Monotone Convergence Theorem for nonnegative functions (not quite a decreasing sequence)

Question

This question suggests that the MCT for functions is to be applied, but I can't see how this could be done.

Assume $g_n: X \to \bar{\mathbb{R}}$ is a sequence of nonnegative measurable functions satisyfing $$\int g_nd\mu < \frac{1}{n^2}$$ for each $n\geq1$. Using the Monotone Convergence Theorem for nonnegative functions, or otherwise, prove that $$\sum_{N=1}^{\infty}g_n(x)<+\infty$$ $\mu$-almost everywhere.

It seems to me that $g_n$ is similar to a decreasing sequence, although not necessarily for all $x$; and that as $n$ tends to infinity, the integral must tend to $0$, so somehow the 'limit' of $g_n$ must be equal to $0$ $\mu$-almost everywhere.

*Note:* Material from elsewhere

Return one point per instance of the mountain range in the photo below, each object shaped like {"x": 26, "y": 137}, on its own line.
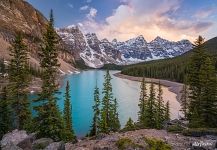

But since $g_{n+1}$ is not necessarily less than $g$ for all $x$, I can't see that the pointwise limit even exists.

Answer 1

Let $f_n=\sum_{k=1}^ng_k$. Then the sequence $\{f_n\}$ is increasing because the $g_k$ are non-negative, hence by the monotone convergence theorem $$ 0\leq \int \sum_{k=1}^{\infty}g_k\;d\mu=\sum_{k=1}^{\infty}\int g_k\;d\mu\leq \sum_{k=1}^{\infty}\frac{1}{k^2}<\infty$$

Since $\sum_{k=1}^{\infty}g_k$ is a non-negative function with finite integral, it must be finite almost everywhere.

Answer 2

Hint: The sequence of partial sums $\Big(\sum_{n=1}^{N}g_{n}\Big)_{N=1}^{\infty}$ is monotonically increasing because each $g_{n}$ is non-negative.

Answer 3

Hint:

$$\sum \int g_n = \int \sum g_n$$

Why?

Also, if $\int f < \infty$ where $f \ge 0$, then $f < \infty$ a.e. (this is well-known)

Answer 4

You need to know (or to prove) that $\sum \frac 1 {n^2}$ is finite, with sum $S$ (you don't need to know what the sum is - that is a much harder problem than just knowing the sum is finite). Now if $f_M = \sum_1^M g_n$, the $f_M$ form a monotonically increasing sequence (why?) and the integral of $f_M$ is bounded by S, so the integral of the limit (that is, the integral of the infinite sum of $g_n$) exists and is finite. So the pointwise sum of $g_n(x)$ may only be infinite on a set of measure zero.